Lanfranc was appointed personal physician to Philip IV of France and in 1296 Lanfranc completed the Chirurgia Magna, dedicating it to Philip IV. In the book Lanfranc detailed cerebral concussion as well as skull fracture, setting out when surgical intervention was necessary. Lanfranc argued that theory makes for better surgery and elevated surgery from a craft to a science because a surgeon required knowledge of medical theory.

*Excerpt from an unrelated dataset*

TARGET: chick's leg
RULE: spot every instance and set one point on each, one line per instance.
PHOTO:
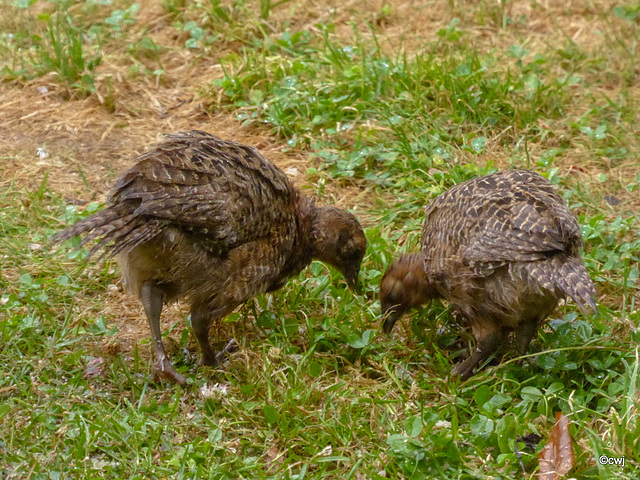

Surgery started to be taught at universities training physicians, thus Lanfranc had been asked by the dean of the surgery faculty at Collège de St. Côme to write down his knowledge for publication. Besides setting out the necessary knowledge of anatomy Lanfranc documented his practical experience in treating ulcers, fistulae, fractures and dislocated joints. Chirurgia Magna became accepted as comprehensive guide to medical knowledge. Among Parisian professors and lecturers Lanfranc was noted for promoting cleanliness in surgery, instead of encouraging the accumulation of pus in the body of a patient. Lanfranc became known as the father of French surgery. He died 1315.

==Legacy==
Lanfranc had put rational surgical intervention on a par with medicine prescribed by physicians. In 1314 Henri de Mondeville published his Latin thesis Chirurgia in which he relied on the arguments of Lanfranc to position surgery as medicine. Lanfranc's treatise on surgery Chirurgia Magna, also known as the Science of Chirgurie or Cirgurie to distinguish it from the Inventarium, and other manuscripts on what was regarded to be rational surgery were in the 14th century translated into English and were eagerly read in England as surgery textbooks. In the English translations of Chirurgia Magna the practical advice passed on by Lanfranc was given more room than the theoretical knowledge Lanfranc had also cared to impart. The Chirurgia Magna was republished as book in over seventy editions and translated into multiple languages from 1490 onward. Lanfranc is remembered in the English surgery profession for recommending in the Chirurgia Magna bloodletting to treat localized pain, such as a migriane.